The Second Circuit rejected this limit on student speech in Garcia v. State University of New York Health Sciences Center, 280 F.3d 98, 106 (2d Cir. 2001).
The Ninth Circuit rejected this limit on student speech in Pinard v. Clatskanie School District (9th Cir. 2006).
Several other courts have similarly rejected the argument that students' speech must be on a matter of public concern to be protected. E.g., Garcia v. S.U.N.Y. Health Sciences Center, 280 F.3d 98, 106 (2d Cir. 2001); Qvyjt v. Lin, 953 F.Supp. 244, 247-48 (N.D. Ill. 1997).
I now see that the Lowery decision did NOT apply the public-concern limit on speech from public-employee speech jurisprudence, but rather OTHER axioms limiting public-employee speech rights, in order to reject the student-athletes' claims.
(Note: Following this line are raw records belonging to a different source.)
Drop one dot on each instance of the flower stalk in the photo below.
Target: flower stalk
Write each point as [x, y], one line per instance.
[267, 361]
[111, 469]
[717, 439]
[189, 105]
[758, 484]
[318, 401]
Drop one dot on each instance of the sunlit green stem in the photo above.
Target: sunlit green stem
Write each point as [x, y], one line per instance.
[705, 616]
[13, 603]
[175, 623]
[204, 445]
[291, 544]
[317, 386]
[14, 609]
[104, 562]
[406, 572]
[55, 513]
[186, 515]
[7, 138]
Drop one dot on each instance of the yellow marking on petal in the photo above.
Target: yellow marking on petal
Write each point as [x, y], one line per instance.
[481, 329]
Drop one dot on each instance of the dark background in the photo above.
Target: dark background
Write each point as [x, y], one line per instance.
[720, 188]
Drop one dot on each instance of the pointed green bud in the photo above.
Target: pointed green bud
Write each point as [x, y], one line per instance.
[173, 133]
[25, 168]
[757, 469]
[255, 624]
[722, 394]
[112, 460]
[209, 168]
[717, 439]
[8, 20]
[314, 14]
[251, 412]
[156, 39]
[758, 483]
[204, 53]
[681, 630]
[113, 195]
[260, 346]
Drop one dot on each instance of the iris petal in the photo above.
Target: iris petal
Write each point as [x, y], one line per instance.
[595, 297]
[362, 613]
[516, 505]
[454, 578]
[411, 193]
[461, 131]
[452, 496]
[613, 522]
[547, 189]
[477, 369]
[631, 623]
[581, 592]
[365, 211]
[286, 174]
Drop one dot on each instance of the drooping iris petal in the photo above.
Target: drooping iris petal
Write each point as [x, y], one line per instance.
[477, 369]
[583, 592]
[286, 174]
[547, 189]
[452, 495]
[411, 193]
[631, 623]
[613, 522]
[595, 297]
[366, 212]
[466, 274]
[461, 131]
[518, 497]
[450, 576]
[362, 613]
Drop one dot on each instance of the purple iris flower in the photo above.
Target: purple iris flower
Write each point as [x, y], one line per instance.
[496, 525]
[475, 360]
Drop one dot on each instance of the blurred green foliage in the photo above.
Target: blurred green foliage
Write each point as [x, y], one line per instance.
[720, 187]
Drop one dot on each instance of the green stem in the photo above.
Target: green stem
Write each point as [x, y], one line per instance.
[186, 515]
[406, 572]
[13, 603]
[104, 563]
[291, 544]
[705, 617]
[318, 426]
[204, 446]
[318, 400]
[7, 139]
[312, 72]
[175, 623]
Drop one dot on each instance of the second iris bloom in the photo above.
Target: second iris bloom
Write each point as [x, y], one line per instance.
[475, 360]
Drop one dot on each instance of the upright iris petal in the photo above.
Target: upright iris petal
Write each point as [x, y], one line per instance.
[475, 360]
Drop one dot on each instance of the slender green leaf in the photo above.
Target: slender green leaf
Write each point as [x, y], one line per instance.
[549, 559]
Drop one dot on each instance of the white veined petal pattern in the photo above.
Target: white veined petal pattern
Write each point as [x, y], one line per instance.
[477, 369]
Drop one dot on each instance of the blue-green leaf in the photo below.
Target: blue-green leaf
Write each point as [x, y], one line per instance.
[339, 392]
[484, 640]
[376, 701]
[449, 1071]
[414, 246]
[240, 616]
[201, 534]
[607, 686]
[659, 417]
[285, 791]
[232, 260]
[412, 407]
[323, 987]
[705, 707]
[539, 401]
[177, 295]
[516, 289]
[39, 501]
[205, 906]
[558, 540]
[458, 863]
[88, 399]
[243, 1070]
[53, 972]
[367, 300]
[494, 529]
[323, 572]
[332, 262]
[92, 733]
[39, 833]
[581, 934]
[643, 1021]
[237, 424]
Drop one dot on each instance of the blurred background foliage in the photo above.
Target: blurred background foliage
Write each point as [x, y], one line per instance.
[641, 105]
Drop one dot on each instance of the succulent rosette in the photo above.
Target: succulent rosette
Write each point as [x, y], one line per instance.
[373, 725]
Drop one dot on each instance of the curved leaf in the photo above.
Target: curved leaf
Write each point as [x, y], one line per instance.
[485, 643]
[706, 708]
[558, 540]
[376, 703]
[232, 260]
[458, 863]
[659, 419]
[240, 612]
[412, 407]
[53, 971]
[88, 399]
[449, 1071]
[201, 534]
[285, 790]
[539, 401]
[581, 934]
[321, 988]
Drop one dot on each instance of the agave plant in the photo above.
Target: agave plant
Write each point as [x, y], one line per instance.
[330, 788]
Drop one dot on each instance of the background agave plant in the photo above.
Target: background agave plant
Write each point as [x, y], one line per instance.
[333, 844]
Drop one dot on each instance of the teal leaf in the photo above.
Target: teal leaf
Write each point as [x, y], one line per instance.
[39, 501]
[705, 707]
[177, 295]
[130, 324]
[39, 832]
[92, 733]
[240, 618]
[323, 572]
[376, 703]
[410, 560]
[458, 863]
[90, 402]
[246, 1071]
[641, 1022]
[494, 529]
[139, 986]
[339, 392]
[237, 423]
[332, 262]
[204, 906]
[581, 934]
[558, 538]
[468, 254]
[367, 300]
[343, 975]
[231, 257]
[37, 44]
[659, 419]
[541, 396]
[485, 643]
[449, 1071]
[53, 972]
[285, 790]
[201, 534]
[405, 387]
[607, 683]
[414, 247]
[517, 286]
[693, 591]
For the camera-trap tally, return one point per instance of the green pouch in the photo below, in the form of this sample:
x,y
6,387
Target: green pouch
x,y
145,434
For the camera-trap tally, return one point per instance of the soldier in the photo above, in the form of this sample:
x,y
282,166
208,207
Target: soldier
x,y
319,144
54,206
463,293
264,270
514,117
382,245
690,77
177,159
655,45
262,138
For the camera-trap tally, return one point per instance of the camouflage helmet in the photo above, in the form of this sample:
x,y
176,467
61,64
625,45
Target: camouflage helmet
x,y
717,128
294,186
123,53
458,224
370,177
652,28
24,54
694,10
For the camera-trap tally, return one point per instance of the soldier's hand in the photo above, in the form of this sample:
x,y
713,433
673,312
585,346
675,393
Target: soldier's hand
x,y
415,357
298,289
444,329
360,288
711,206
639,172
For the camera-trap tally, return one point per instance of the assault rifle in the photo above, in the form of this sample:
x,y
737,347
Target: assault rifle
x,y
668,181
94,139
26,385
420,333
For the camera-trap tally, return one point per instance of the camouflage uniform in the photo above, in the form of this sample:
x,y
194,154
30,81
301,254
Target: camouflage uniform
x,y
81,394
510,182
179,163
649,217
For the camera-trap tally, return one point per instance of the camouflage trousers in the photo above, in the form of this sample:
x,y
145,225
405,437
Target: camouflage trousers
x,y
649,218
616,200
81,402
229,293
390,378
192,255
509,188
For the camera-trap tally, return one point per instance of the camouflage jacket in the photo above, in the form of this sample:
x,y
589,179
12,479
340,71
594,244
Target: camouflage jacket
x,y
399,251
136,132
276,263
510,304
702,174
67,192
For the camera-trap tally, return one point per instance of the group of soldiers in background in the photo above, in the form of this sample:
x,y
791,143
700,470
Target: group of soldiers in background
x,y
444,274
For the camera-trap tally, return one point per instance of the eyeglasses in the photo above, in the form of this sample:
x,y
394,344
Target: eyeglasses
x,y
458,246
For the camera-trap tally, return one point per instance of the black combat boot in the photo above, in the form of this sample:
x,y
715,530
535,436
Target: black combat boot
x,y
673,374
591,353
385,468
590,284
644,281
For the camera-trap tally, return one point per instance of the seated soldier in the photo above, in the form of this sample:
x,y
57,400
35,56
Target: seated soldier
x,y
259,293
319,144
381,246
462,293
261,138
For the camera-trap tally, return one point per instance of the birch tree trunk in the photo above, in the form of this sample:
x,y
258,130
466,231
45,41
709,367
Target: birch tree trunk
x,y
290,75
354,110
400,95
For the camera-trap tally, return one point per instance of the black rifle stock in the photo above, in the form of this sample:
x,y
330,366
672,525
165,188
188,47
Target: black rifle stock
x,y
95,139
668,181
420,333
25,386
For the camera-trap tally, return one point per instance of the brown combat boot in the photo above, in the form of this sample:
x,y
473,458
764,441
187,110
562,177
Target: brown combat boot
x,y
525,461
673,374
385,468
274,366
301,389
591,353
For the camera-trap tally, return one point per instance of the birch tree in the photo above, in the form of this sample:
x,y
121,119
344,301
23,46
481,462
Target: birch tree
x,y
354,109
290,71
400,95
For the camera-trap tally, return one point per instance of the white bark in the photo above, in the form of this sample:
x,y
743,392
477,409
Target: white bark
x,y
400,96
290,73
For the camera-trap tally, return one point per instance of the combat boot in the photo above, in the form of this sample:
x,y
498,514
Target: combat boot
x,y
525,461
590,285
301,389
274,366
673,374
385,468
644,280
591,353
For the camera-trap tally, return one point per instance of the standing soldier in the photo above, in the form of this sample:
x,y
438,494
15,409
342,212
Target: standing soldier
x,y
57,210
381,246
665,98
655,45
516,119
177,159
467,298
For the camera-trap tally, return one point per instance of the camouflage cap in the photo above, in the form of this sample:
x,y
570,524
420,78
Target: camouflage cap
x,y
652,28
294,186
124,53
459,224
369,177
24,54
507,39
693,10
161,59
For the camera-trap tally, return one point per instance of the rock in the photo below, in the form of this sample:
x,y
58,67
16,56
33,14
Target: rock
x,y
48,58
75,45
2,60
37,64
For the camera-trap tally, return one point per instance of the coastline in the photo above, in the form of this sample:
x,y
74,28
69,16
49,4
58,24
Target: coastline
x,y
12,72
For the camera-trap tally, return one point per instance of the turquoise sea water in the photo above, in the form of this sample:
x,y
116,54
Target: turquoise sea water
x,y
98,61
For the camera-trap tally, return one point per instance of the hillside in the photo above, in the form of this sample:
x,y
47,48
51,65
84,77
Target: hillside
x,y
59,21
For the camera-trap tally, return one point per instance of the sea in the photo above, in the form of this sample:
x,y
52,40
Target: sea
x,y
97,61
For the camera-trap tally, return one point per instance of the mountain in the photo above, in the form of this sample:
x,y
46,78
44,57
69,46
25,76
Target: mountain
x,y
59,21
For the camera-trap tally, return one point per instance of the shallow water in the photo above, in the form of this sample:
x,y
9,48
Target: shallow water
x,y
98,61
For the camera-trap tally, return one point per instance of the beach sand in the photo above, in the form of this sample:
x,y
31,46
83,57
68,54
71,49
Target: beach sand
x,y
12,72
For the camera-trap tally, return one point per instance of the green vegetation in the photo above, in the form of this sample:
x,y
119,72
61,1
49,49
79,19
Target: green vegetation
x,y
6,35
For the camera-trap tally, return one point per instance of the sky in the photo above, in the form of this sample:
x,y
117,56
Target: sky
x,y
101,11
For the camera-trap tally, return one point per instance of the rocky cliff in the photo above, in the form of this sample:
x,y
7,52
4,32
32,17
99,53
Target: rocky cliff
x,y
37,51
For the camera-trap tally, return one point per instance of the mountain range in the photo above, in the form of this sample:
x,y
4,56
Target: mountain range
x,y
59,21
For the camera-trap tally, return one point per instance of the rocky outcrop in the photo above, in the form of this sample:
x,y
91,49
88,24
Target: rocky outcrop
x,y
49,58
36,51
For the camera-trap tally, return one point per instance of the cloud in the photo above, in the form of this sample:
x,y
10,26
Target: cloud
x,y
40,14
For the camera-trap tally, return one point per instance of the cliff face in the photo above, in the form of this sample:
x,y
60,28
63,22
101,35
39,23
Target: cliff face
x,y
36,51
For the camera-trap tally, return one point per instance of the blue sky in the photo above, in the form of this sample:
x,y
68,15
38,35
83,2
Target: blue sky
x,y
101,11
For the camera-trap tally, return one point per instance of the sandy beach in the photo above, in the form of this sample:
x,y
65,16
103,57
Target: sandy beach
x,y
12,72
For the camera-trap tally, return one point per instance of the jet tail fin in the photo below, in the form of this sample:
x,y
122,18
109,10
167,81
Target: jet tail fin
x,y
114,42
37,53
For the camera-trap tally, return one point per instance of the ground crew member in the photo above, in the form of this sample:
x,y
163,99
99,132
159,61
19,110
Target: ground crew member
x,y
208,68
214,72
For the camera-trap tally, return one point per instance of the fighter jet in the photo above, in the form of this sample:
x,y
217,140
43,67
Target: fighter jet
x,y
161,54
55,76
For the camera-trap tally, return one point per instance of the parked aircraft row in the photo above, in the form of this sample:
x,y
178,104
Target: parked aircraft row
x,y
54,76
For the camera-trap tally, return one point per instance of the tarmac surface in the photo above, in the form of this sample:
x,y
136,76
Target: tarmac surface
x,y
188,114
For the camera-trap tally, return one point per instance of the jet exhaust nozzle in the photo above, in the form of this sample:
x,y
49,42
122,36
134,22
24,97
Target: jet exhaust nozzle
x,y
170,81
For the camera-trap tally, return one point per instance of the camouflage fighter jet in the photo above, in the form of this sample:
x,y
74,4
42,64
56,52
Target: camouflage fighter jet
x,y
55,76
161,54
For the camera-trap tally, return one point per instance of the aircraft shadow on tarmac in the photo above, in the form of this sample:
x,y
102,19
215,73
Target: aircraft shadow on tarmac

Interestingly, the Second Circuit refused to do that even in a case that involved graduate students who actually WERE also EMPLOYEES. Garcia v. S.U.N.Y. Health Sciences Center, 280 F.3d 98, 106 (2d Cir. 2001) (rejecting application of public-concern test to such students).
So there seems to be something of a circuit split as a result of the Lowery decision.
It's hard to feel sorry for guys who are undermining the coach, but don't have the guts to quit the team.
Well, it's not like there's a free market of football teams. If you want to play football, you play for the team of the high school where you've been assigned.
... Unless your family can afford to move homes, or place you in a private school.
So I don't see how quitting the team would be more honorable than trying to get the a----le coach
[sorry for the incomplete post]
Is that really your suggested remedy for a coach who throws out your recruiting letters? "Quit the team"?
(Incidentally, it wasn't because of the petition; everyone who signed the petition wasn't cut. It was because they were insubordinate afterwards and wouldn't apologize.)
http://www.utcourts.gov/opinions/supopin/O'Connor073107.pdf
Uh, isn't that what the petition was intended to do? The petition was intended to be delivered to some authority, though we aren't told, as far as I can see, which one.